I have a function: $$f\bigl(P,R\bigr)=h\bigl(P,R,N(P,R)\bigr)$$ where $P$ and $R$ are independent variables and $N$ is the solution of the equation: $$P-g(R,N)=0$$ I am trying to find $\frac{\partial f}{\partial P}$ and $\frac{\partial f}{\partial R}$.

Answer 1

$N(P,R)$ is not an independent variable, rather a function (of $P$ and $R$). Hence partial derivatives of $f$ with respect to $P$ and $R$ exist.

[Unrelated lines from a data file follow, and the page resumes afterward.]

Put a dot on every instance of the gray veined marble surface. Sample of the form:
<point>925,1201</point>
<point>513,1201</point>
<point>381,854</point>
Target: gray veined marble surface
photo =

The solution is to obtain $\frac{\partial g}{\partial R}$ and $\frac{\partial g}{\partial N}$ from the solution of $P-g(R,N)=0$.

At the solution, P = g, and hence: $$\frac{\partial N}{\partial P}=\frac{1}{\frac{\partial g}{\partial N}}$$ $$\frac{\partial N}{\partial R}=-\frac{\frac{\partial g}{\partial R}}{\frac{\partial g}{\partial N}}$$ Use these derivatives with the chain rule in the evaluation of $$\frac{\partial}{\partial P}f\bigl(P,R\bigr)$$and $$\frac{\partial}{\partial R}f\bigl(P,R\bigr)$$

Answer 2

To obtain $\frac{\partial f}{\partial P}$, we compute $$\frac{\partial f}{\partial P}(P,R) = \frac{\partial h}{\partial P}(P,R,N(P,R)) + \frac{\partial h}{\partial N}(P,R,N(P,R))\cdot \frac{\partial N}{\partial P}(P,R).\tag{1}$$ Now, to compute $\frac{\partial N}{\partial P}$ we use the chain rule and the equation $P-g(R,N)=0$. Differentiating with respect to $P$: $$1 - \frac{\partial g}{\partial N}(R,N)\cdot \frac{\partial N}{\partial P}(P,R) = 0.$$ This gives us $$1 = \frac{\partial g}{\partial N}(R,N)\cdot \frac{\partial N}{\partial P}(P,R) \implies \frac{\partial N}{\partial P}(P,R) = \frac{1}{\frac{\partial g}{\partial N}(R,N)}.$$ In all, then, by $(1)$ we get $$\boxed{\frac{\partial f}{\partial P}(P,R) = \frac{\partial h}{\partial P}(P,R,N(P,R)) + \frac{\frac{\partial h}{\partial N}(P,R,N(P,R))}{\frac{\partial g}{\partial N}(R,N)}.}$$

For the second part, $\frac{\partial f}{\partial R}$, we compute $$\frac{\partial f}{\partial R}(P,R) = \frac{\partial h}{\partial R}(P,R,N(P,R)) + \frac{\partial h}{\partial N}(P,R,N(P,R))\cdot \frac{\partial N}{\partial R}(P,R).\tag{2}$$ Now, as before, we differentiate $P-g(R,N)=0$ with respect to $R$ to obtain $\frac{\partial N}{\partial R}$: $$-\frac{\partial g}{\partial R}(R,N) - \frac{\partial g}{\partial N}(R,N)\cdot \frac{\partial N}{\partial R}(P,R) = 0 \implies \frac{\partial N}{\partial R}(P,R) = -\frac{\frac{\partial g}{\partial R}(R,N)}{\frac{\partial g}{\partial N}(R,N)}.$$ In all, then, by $(2)$ we get $$\boxed{\frac{\partial f}{\partial R}(P,R) = \frac{\partial h}{\partial R}(P,R,N(P,R)) - \frac{\partial h}{\partial N}(P,R,N(P,R))\cdot \frac{\frac{\partial g}{\partial R}(R,N)}{\frac{\partial g}{\partial N}(R,N)}.}$$